By Kelly Dickey
The Herald Bulletin
---- — ANDERSON — Despite misconceptions that Millennials are selfish and narcissistic, helping the community is all the rage for many members of the young generation, and one local organization is recognizing them.
Revealing A Generation of Excellence (RAGE) honored 14 people ages 18 to 35 on March 16 for their contributions to Madison County.
Coordinator LaKoya Rochell said RAGE was developed in Anderson nine months ago to introduce a younger generation that shows compassion and commitment.
“We formed so we can show it’s OK within our generation to praise God and focus on God,” she said. “…We’re encouraging a push to strive to be excellent, and also to motivate others in our age group that there are positive things they can be doing.”
Honorees included people of excellence in community, education, ministry of music and health. They gathered at Allen Chapel African Methodist Episcopal Church earlier this month to be recognized.
Maureen Duncan, one of the community honorees, said she thinks her involvement in her church, tutoring and NAACP are among some of the reasons she was honored.
“It shows our work doesn’t go unnoticed,” she said. “So many times we think what we’re doing is just affecting the people around us and we don’t realize the full impact.”
Nurse practitioner Jessica Sparks was one of two locals recognized for community efforts in health. Sparks said RAGE recognizing her work in health care and giving back to the community brings everything together full circle.
“Giving back is the reason we’re made,” she said. “It’s one of the most important things we need to do. If you give back then you see the return, (and) if you invest in others then it will come back to you.”
RAGE has seven intentions: to live out the purpose, principles and practice of The Gospel of Jesus Christ; to collaborate in the development of global strategies for impact; to create a sisterhood that is ecumenical, interdisciplinary and global; to eradicate poverty, violence and sexism; to honor, restore and protect the planet; to practice, promote and increase wellness locally, nationally and globally; and to engage in prevailing prayer, intercession and mediation.
Rochell said 18- to 34-year-olds and their contributions are often overlooked by “more seasoned” generations. But people in the age group are capable of being bold and radical for God in a nontraditional way, she said.
The generation lacks receiving praise, which is why it’s important for RAGE to acknowledge outstanding, passionate people, Rochell said.
Duncan said the recognition has the potential to influence more people.
“They say that our generation is one that complains, but when you actually see people making a difference, it might motivate kids,” she said. “You never know what lives you’re influencing.”
Sparks said there may be controversies between generations, but RAGE tries to break stereotypes.

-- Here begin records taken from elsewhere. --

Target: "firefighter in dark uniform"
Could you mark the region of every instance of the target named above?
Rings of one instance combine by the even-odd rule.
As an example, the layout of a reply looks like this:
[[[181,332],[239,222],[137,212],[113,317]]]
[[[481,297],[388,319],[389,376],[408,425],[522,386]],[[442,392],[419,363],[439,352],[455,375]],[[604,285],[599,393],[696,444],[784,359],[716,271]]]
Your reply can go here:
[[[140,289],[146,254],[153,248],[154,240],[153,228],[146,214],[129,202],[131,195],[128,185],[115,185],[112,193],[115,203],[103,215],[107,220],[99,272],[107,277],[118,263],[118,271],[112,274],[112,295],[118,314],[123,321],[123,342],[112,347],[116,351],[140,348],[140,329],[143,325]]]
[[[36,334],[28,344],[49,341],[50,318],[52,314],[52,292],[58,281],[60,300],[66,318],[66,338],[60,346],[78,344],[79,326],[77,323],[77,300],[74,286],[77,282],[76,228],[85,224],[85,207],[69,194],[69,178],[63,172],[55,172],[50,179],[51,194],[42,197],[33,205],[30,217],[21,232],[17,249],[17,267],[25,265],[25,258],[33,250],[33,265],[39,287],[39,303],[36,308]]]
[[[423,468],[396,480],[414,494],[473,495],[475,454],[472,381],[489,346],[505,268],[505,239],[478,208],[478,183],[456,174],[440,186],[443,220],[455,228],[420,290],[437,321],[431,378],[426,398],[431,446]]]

She also loves the organization’s emphasis on God’s influence. Sparks said RAGE focuses on how God works within the lives of the younger generation to positively affect the community.
She hopes the organization will be around for generations to come.
“So often the emphasis is focused on what the younger generation is not doing,” Sparks said. “It’s high time for an organization to honor and realize that younger generations are doing positive things.”
RAGE honored 14 individuals at its March 16 ceremony: Duncan, Troy Taylor and Lacey Watson for Community; Antwyon Gordon, Ralynn Kelley, Phillip Washington and LaKeshia Johnson for Education; Randy Nunn, Sanovia Garrett, Michael Raymore, Martina Raymore and Jackie Raymore for Ministry of Music; and Sparks and Jasmine Goree for Health.